Most research into hoarding focuses on adults. As far as untidy teens are concerned their ‘collections’ are signs of rebellious minds. And as for kids, well they are too young for that. But are they really not old enough? What follows may surprise you.
A child does not normally have the run of the house, and therefore the stuff they keep soon fills their room. Signs to watch for are a bed taken over by temporary storage, nowhere to do homework, and clothes cupboards jammed with other things.
Children Have Attachments for Possessions Too
Caroline Miller writing in ChildMind.Org says children develop deep attachments for some possessions. If Mum cleans the room and throws their things in the garbage, then some will weep because they are hurting inside.

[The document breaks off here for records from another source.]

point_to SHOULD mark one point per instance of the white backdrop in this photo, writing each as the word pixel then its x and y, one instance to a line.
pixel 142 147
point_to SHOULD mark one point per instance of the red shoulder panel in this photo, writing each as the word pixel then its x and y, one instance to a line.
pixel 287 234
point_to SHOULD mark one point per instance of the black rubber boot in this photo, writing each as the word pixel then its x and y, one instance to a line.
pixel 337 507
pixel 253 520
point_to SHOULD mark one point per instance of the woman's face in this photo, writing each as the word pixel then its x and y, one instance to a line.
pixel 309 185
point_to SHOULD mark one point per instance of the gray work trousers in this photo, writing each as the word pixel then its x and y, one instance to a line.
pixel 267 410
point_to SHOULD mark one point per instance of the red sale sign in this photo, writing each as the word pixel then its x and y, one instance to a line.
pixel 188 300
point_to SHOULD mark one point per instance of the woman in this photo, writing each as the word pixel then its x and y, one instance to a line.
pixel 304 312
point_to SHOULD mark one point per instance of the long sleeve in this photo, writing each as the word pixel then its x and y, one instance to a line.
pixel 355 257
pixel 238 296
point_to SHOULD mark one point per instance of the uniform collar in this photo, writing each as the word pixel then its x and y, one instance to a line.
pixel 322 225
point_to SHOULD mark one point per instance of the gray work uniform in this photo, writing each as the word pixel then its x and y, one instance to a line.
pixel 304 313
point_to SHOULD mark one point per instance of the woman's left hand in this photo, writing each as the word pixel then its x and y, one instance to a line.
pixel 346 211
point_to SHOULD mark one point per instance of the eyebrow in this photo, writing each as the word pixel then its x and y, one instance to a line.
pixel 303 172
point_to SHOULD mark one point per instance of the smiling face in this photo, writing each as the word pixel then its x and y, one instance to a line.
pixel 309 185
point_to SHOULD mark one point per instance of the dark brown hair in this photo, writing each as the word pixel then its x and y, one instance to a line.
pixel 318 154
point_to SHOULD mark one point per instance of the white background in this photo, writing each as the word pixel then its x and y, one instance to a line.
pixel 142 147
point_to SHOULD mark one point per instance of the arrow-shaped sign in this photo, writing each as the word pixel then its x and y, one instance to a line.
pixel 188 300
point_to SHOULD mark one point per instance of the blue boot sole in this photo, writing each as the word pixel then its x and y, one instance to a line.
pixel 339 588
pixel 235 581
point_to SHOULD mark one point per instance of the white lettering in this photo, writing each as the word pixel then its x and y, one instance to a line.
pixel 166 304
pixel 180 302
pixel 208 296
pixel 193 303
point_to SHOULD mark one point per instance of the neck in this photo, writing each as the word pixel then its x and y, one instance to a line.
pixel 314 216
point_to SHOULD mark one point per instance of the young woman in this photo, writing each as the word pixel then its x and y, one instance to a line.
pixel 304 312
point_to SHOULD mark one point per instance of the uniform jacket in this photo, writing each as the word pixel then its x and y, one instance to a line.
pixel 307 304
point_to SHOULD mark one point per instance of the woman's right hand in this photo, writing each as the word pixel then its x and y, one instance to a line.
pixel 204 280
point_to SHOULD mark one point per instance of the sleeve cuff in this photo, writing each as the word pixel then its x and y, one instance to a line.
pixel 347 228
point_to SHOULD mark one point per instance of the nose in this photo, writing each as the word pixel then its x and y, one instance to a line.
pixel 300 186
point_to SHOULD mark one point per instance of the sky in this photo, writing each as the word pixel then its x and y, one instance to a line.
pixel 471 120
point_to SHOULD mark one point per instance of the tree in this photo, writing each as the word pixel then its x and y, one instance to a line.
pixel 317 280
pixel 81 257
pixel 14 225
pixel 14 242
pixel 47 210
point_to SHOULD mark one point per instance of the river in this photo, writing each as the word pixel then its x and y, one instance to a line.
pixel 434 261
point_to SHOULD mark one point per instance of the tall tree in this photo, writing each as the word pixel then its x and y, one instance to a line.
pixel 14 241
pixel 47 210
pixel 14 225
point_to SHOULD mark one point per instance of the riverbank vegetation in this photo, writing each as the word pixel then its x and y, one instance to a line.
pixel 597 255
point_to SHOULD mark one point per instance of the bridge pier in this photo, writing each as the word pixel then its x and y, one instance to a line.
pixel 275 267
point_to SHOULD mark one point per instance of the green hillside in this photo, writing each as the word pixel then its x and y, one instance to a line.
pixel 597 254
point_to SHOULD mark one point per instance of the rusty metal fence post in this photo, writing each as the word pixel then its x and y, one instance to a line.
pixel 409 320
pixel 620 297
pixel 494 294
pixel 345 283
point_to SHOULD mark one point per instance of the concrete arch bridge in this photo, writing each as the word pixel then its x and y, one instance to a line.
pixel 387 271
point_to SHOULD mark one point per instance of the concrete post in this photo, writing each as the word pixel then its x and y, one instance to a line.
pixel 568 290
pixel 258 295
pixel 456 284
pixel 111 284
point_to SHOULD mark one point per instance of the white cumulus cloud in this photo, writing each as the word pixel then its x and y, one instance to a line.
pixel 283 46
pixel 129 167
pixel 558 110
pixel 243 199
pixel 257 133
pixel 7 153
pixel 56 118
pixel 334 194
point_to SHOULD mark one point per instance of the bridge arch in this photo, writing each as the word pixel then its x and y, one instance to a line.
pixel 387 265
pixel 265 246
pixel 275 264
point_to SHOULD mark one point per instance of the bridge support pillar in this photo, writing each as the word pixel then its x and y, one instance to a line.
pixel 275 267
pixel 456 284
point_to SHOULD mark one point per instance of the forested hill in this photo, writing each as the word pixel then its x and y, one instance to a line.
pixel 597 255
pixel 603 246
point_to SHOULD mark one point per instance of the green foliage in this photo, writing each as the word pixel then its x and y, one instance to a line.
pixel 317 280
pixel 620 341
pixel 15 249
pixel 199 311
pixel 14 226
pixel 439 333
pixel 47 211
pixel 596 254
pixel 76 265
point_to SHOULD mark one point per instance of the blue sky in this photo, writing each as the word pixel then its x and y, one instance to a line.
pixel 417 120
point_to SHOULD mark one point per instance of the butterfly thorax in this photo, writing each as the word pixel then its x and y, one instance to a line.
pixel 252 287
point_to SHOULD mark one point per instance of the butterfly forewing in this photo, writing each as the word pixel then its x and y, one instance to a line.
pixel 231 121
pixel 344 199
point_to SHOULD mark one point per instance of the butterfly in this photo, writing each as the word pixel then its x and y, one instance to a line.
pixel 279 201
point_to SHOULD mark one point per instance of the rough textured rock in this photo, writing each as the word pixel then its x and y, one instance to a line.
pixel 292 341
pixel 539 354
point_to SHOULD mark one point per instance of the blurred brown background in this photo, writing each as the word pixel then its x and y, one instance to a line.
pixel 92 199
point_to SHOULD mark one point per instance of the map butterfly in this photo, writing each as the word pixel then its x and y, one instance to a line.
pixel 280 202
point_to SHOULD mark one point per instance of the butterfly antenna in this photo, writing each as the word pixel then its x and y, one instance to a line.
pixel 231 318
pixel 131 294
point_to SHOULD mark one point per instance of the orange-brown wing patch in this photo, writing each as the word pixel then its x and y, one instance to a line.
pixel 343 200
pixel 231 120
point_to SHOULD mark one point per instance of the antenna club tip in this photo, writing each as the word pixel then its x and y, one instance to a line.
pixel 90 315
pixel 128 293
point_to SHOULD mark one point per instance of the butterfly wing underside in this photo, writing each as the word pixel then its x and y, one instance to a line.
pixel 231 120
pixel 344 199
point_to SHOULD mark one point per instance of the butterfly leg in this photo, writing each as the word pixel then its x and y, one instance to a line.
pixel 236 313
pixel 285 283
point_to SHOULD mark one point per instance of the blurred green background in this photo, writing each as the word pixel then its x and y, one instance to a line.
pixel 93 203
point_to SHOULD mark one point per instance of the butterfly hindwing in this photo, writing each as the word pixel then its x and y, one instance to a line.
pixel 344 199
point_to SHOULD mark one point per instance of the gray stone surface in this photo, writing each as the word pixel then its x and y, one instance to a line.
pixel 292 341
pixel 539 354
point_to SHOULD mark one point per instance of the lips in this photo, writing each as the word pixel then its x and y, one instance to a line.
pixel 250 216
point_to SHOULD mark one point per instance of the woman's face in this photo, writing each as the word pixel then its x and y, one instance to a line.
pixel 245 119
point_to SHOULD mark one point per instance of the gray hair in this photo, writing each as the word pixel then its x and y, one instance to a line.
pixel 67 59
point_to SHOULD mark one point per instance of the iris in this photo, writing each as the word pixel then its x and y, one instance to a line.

However, other children don’t object because they are just untidy little people. They don’t mind at all if Mum puts some order back, it’s what grownups do. So how do we tell the difference between the two? The difference is the way they behave when someone removes their things.
The hoarder may become anxious and distressed. However, their reaction can also be extreme and involve tantrums, crying, and yelling according to Caroline Miller. They may even kick and hit in panic, and smash things.
Insights into the Mind of a Hoarding Child
A hoarding child collects things in the street like acorns, coins, you name it. Jerry Bubrick, a clinical psychologist at the Child Mind Institute describes them as ‘here for now’. The child keeps them in piles because they think they have a future use, but they don’t know what this is yet.
They don’t put them in a drawer, Jerry Bubrick says because this might affect the objects’ feelings. “If something is locked up in a drawer,” he explains, “it might get lonely and it might miss me or it might miss the other possessions.”
Some possessions gather particular affection because of an associated moment. A stone picked up during a happy day in a park is more than a memento. It represents the memory in the hoarding child’s mind. If a parent throws it away, they are throwing away the memory too.
These insights cast light on a developing child’s memories and emotions. This transparency makes a valuable contribution to understanding hoarding adults, where fact may be obscured by a lifetime of overlapping memories. We need to be gentle with hoarding children because their spirits bruise easily.
Differences Between Child Collectors and Hoarders
All children collect things from when they are very young. Hoarders leave them in a disorganized state, whereas collectors organize them tidily and have pride in them. Hoarders are uncomfortable about people seeing and touching their things, whereas collectors like to show them off, and explain them.
Hoarding can develop from age six or seven onward, often in association with obsessive-compulsive or another anxiety disorder. Some of their parents are also hoarders. “Sometimes,” Jerry Bubrick says “we have to treat parents to help kids.”